1.2 The Revolution of 1905
Many described it as a dress rehearsal for the great revolution, as the source of social unrest. On January 22, a demonstration led by a priest gathered in St. Petersburg. This caused foreign outrage and deepened the rift between the Tsarist regime and its subjects. Following these events, widespread disorders occurred. In October, strikes reached almost every city of the empire with the help of revolutionaries and liberals. The revolutionary opposition continued to act more organized through the creation of several committees. The most important was that of St. Petersburg. The Soviets led the revolt of the Kronstadt sailors and strikes by farmers, showing that the Tsar’s measures did not fulfill all aspirations.
2. The Revolution of 1917
2.1 The February Revolution
A series of strikes in Petrograd occurred. The army refused to suppress the subversion and joined the revolt. The inevitable fall of the Tsar took place in early March. A dual power was created: the executive committee composed of liberals and the Soviet of workers and soldiers. Kerensky became the strongman of the moment.
2.2 February to October
In March, a provisional government was formed. Lvov promised elections to a constituent assembly, forgetting social reforms. In these circumstances, Lenin returned to Russia and enunciated his famous April Theses in Petrograd. The Bolsheviks’ aim was to end the war, take power through the Soviets, and create a new workers’ international. A new cabinet faced an adverse war, exasperation due to rising prices, and independent movements emerging in some cities. In his supreme effort to master the impulse, Kerensky became head of government in early summer. The first difficulty was continuing the war; in July, he attempted another offensive against the Germans, which ended in failure. In August, a Tsarist general attempted a coup, which was foiled thanks to the decisive action of the Bolshevik militias.
2.3 The October Revolution
Lenin secretly returned to Russia on October 9. Immediately, the Bolshevik Central Committee decided to accelerate the takeover, led by Trotsky and the mobilization order of the Soviets. The army of the capital revolted and joined the revolution.

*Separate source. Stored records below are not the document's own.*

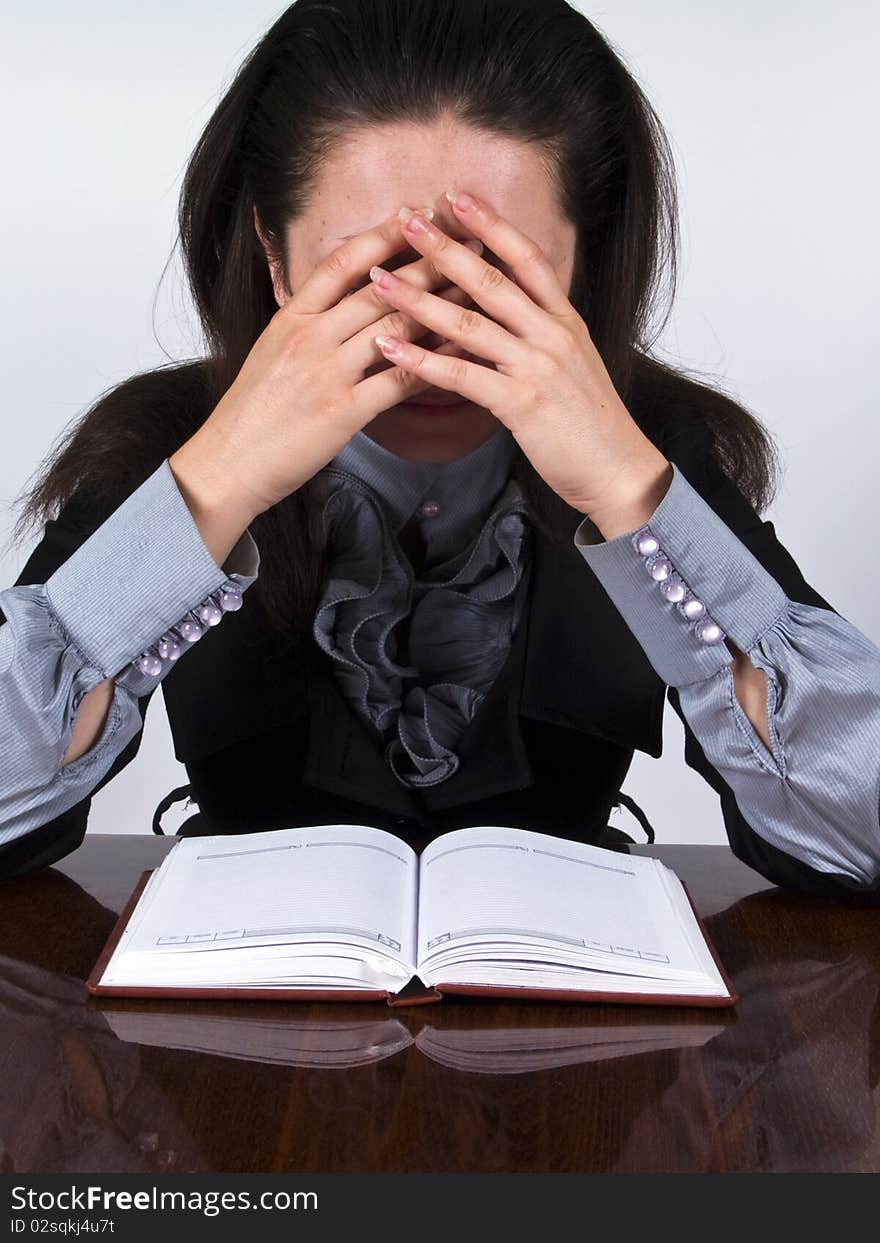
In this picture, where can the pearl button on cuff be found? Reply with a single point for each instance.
(674, 588)
(190, 628)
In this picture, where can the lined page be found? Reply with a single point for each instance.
(513, 888)
(338, 883)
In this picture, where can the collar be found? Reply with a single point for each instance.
(462, 489)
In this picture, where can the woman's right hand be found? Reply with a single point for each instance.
(298, 399)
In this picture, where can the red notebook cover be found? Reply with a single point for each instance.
(415, 993)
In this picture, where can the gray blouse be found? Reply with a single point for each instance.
(681, 582)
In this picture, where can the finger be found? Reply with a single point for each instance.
(331, 280)
(521, 302)
(472, 382)
(532, 271)
(467, 327)
(359, 352)
(393, 384)
(366, 306)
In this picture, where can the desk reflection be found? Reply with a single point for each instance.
(784, 1082)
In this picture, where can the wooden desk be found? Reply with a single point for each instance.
(786, 1082)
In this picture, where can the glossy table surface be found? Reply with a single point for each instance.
(787, 1080)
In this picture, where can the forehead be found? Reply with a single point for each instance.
(374, 169)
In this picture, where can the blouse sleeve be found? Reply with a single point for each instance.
(123, 600)
(705, 568)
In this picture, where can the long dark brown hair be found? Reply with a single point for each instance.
(535, 70)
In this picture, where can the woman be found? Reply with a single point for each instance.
(461, 532)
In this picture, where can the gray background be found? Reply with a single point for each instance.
(770, 112)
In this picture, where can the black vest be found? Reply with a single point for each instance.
(269, 740)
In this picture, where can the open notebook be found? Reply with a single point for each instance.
(348, 911)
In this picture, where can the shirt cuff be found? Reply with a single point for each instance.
(682, 583)
(139, 573)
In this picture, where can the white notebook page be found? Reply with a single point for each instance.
(341, 883)
(517, 888)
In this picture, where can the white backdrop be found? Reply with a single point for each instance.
(771, 114)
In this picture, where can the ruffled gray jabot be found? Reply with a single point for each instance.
(415, 655)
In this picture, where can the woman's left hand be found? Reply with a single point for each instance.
(548, 384)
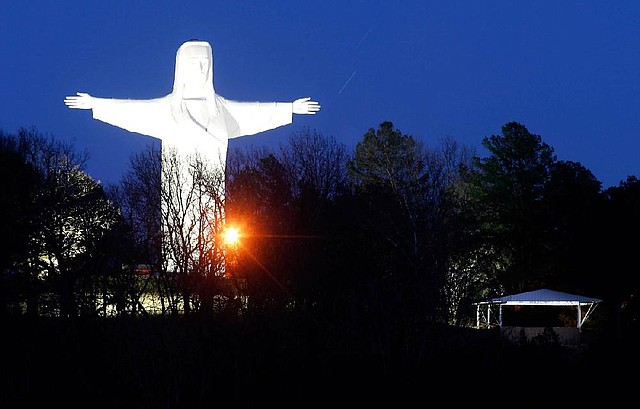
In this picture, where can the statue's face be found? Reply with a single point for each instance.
(196, 69)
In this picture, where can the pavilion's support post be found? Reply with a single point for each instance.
(579, 317)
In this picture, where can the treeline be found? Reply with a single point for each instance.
(395, 234)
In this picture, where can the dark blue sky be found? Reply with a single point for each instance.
(567, 70)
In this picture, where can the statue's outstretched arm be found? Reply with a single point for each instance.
(81, 100)
(305, 106)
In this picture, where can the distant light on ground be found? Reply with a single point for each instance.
(231, 236)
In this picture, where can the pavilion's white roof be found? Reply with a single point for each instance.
(542, 297)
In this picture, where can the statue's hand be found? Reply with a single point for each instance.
(305, 106)
(82, 100)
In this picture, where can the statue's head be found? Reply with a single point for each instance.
(194, 70)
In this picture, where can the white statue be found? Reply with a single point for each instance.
(193, 118)
(192, 121)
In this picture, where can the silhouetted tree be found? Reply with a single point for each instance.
(510, 185)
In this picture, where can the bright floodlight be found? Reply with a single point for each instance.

The Red Guard of the Bolsheviks and the army, with help from the battleship Aurora, seized the Winter Palace.
3. The Construction of the USSR Under Lenin
3.1 The Initial Stage: Decrees on Peace and Land
After seizing power, Lenin issued his first decrees:
- Decree on Peace: It meant Russia’s exit from World War I and the signing of peace with Germany, as promised in the April Theses. The Congress of Soviets ratified the Treaty of Brest-Litovsk on March 3, 1918. Russia lost Finland, the Baltic countries, Poland, Transcaucasia, and almost all of Ukraine. Romania ceded Bessarabia, Bulgaria ceded Dobrudja, and the Ottoman Empire gained Kars.
- Decree on Land: It was Lenin’s other major objective. Land was expropriated from former owners and distributed to the peasants, whose debts were accumulated. Collectivization was not easily achieved.
- Other Measures: Abolition of titles and privileges, the right to self-determination of peoples of the former empire, election of officers by soldiers, equal pay for staff and workers, and equal rights for women. The Constituent Assembly, according to the resolution adopted by the provisional government, was pending. The assembly superseded all decrees of the Bolsheviks.